No caso do Goiânia Shopping, a empresa empreendedora Maia & Borba Ltda. com o nome de fantasia MB Engenharia, obteve o Alvará de Construção nº 022/C/92, sendo tal projeto aprovado, inclusive, pelo Núcleo de Meio Ambiente do IPLAN, sendo as obras iniciadas no ano de 1992.
Quando o Ministério Público instaurou o Inquérito Civil, naquele mesmo ano, não se dispunha de documentos e provas suficientes para o questionamento legal do domínio da área. Tanto é assim que, apesar da instauração do referido inquérito ter sido provocado por representação de vários moradores denunciando a violenta degradação de área de preservação permanente, ameaçada por construção comercial na sua área, não se conseguiu apurar a real situação do parque.
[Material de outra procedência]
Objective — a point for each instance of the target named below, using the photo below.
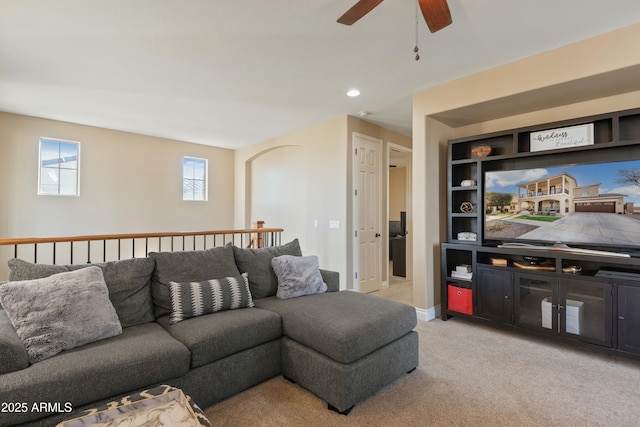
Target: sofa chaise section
(345, 346)
(142, 355)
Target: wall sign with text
(567, 137)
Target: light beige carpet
(469, 375)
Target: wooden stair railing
(111, 247)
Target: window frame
(204, 180)
(40, 191)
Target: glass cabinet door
(532, 302)
(586, 310)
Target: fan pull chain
(416, 49)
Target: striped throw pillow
(192, 299)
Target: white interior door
(368, 163)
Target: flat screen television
(591, 206)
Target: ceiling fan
(435, 12)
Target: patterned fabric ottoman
(160, 406)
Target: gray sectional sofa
(342, 346)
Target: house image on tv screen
(560, 195)
(591, 204)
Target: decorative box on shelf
(468, 236)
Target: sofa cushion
(297, 276)
(188, 266)
(343, 326)
(60, 312)
(218, 335)
(141, 356)
(129, 283)
(257, 262)
(12, 352)
(194, 299)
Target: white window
(194, 178)
(59, 167)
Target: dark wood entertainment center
(587, 299)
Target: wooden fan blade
(358, 11)
(436, 13)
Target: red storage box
(460, 299)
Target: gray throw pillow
(257, 263)
(298, 276)
(128, 281)
(188, 266)
(60, 312)
(198, 298)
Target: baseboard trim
(428, 314)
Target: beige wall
(540, 89)
(129, 183)
(301, 179)
(397, 193)
(295, 181)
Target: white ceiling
(231, 73)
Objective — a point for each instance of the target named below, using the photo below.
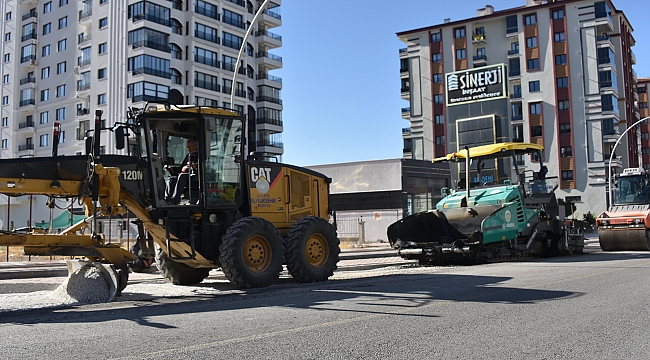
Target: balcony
(480, 59)
(269, 99)
(83, 37)
(268, 38)
(31, 14)
(270, 60)
(84, 15)
(26, 124)
(513, 52)
(268, 77)
(32, 35)
(234, 22)
(270, 18)
(27, 102)
(27, 80)
(478, 38)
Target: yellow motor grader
(244, 214)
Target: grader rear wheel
(178, 273)
(312, 250)
(251, 253)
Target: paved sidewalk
(371, 255)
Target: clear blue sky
(341, 87)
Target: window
(44, 139)
(530, 19)
(60, 114)
(531, 42)
(535, 108)
(511, 24)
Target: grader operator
(247, 216)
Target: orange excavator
(625, 226)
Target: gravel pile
(85, 285)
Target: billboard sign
(477, 84)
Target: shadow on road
(396, 295)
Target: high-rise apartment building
(568, 85)
(64, 59)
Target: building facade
(570, 83)
(62, 60)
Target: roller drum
(624, 239)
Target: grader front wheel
(251, 253)
(312, 250)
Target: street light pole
(241, 51)
(611, 156)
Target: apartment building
(568, 84)
(62, 60)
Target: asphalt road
(592, 306)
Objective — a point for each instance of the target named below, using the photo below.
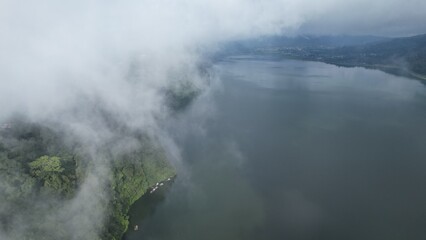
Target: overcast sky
(60, 60)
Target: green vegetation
(400, 56)
(38, 163)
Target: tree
(45, 166)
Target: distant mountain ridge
(401, 56)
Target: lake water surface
(295, 150)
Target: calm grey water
(296, 150)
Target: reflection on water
(296, 150)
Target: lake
(295, 150)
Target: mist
(65, 64)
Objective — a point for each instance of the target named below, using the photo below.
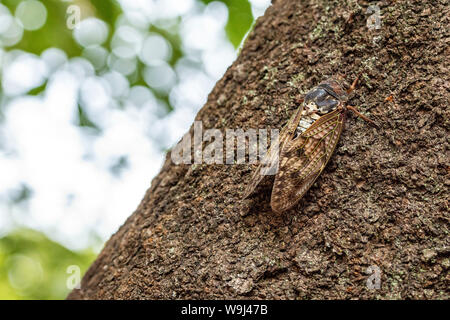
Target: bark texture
(382, 201)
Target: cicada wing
(303, 159)
(270, 163)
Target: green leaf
(240, 19)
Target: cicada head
(334, 87)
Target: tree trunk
(379, 208)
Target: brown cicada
(305, 144)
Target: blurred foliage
(31, 265)
(240, 19)
(35, 267)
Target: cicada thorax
(321, 100)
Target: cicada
(305, 144)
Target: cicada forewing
(303, 159)
(269, 165)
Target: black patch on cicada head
(317, 94)
(334, 88)
(328, 105)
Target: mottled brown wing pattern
(303, 159)
(270, 161)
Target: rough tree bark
(382, 200)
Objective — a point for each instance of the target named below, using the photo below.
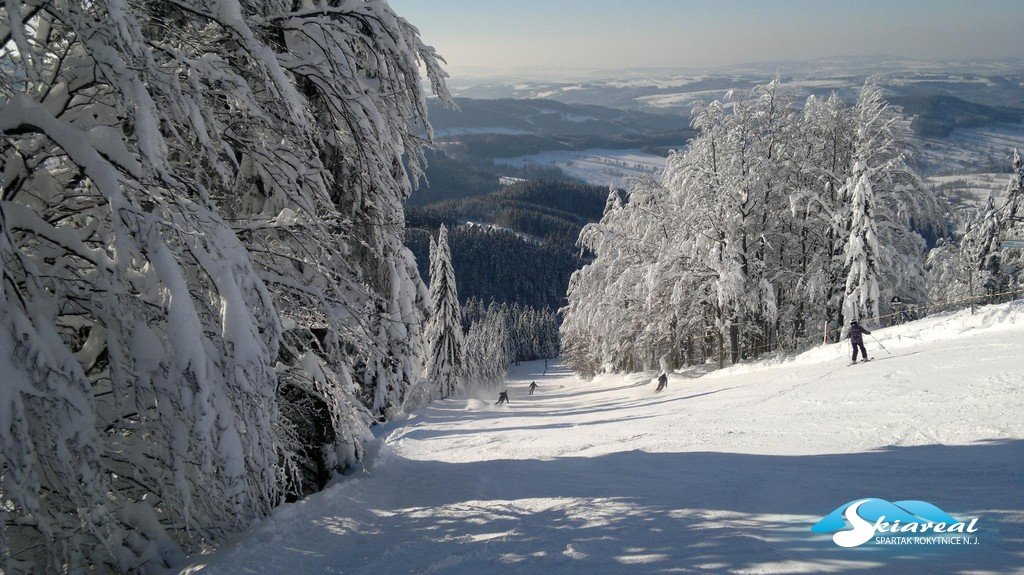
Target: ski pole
(880, 344)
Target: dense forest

Associação reivindicou, mas promotor não agiu pelo resgate do parque!
A diligência realizada pelo Ministério Público no IPLAN apurou a informação prestada, em 1992, pelo Grupo de Cadastro de Áreas Verdes, conforme nos diz o saudoso promotor de Justiça Sulivan Silvestre, no seu livro O Ministério Público e a defesa do meio ambiente, publicado pelo CERNE, em 1996, de que:
"(...) na planta de loteamento original do Setor Bueno a área constava como “parque”. Em loteamento posterior a 1974, legal mas indevidamente foi aprovado o loteamento desta área verde” .
O posicionamento técnico acima transcrito é contemplativo, passivo e fatalista. Tal posicionamento representou um ato involuntário de sonegação das provas e dos documentos arquivados na Assessoria Jurídica do próprio IPLAN sobre o vergonhoso processo de "grilagem oficializada" do citado parque. Se tal informação fosse levada ao conhecimento do Ministério Público ele poderia ter agido para defender um bem público de uso comum, inalienável (não pode nunca ser vendida, doada ou desvirtuada da função original) e imprescritível (isto é, não há usucapião em terra pública)?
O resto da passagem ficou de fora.